Michael Schumacher claimed his
best starting position since 2006
Credit: Alex Comerford / CC
And Mercedes for much of qualifying looked to be right up there with McLaren, possibly even marginally ahead. But come the final, vital, session they faded and will start fourth and seventh, with Schumi the quicker (incidentally, that's his best starting position since Japan 2006). It's not clear of course how much the cars around them were holding pace back for Q3, but the impression was that the Mercs didn't do themselves justice in that final session. Nico Rosberg in particular appeared to let the occasion get to him, his final runs scrappy and not matching his best time from the previous session. Certainly, Ross Brawn afterwards looked disappointed with the outcome in a session which started with them possible favourites for pole.

And then there's Ferrari, who it transpires are as bad as people were saying. The car continued to look evil, and Fernando Alonso will start 12th tomorrow and Felipe Massa 16th. And this was from a team for whom both cars got into the top ten in every round in 2011. Alonso did much the better job driving the knife edge machine, but ended his hopes with what appeared a basic error in Q2, sticking a wheel on the grass on braking, which pitched him off. But even without this it was impossible to see how even he could have got any higher than eighth on the grid at the most, and his best time was still a second clear of what Massa managed. Much to do at Maranello.

And a shout out to Pastor Maldonado and Williams, who'll start in eighth. I believe Maldonado will prove to a lot of people this year that he's more than a pay driver, and Williams it seems aren't going to spend 2012 hanging off the back of the midfield, as they did in 2011.

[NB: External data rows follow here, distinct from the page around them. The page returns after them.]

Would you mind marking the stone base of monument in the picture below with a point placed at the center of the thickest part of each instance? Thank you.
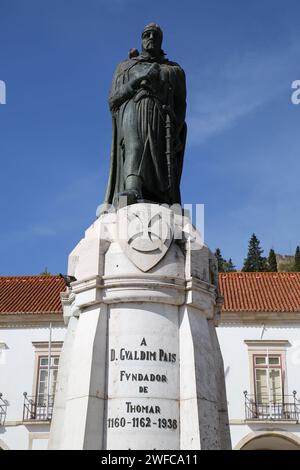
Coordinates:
(141, 366)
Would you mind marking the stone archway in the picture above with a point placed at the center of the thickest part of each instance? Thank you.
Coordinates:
(269, 440)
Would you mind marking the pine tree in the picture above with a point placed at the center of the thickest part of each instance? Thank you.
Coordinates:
(254, 262)
(297, 260)
(229, 266)
(272, 262)
(220, 260)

But even with Melbourne's tendency for safety cars, the new Pirelli tyres throwing unknowns into the strategy and a tightly packed field, it's hard to see how race victory won't go to a McLaren tomorrow, barring very strange occurrences. Evidence from testing is that the Mercedes isn't the best on its tyres over a longer run, and the Red Bull isn't the perfect car to have in traffic, so both squads may struggle get among the Woking men.

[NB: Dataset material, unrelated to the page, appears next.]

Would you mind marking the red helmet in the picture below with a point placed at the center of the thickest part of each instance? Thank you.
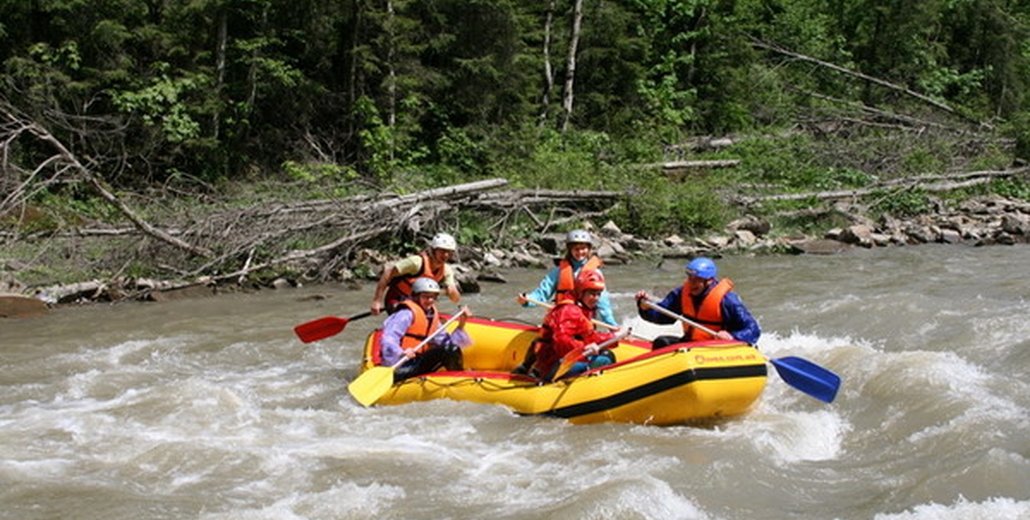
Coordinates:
(589, 279)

  1. Always nice when (by far) the prettiest car on the grid is also the fastest - perhaps the rest of the field should investigate running a "McLaren nose" and stop blighting the sport with their platypus-billed monstrosities?

  2. Thanks for your comments both. Romain Grosjean indeed did an excellent job to qualify third, and the Lotus is clearly a handy car. Still, I'd be surprised if he can get among the McLarens in the race barring problems for them. A podium for Grosjean is far from out of the question though.

    On the platypus noses, weirdly I stopped noticing them fairly quickly once the cars were up and running around the track. Didn't think I'd be saying that a few weeks ago! Sadly from an aesthetic point of view, I don't think anyone will be copying McLaren on the nose design this year (from what I gather, in terms of performance there's nothing critically right or way with either the McLaren approach or the 'platypus' approach). Still, apparently the FIA are working on outlawing the platypus for next year!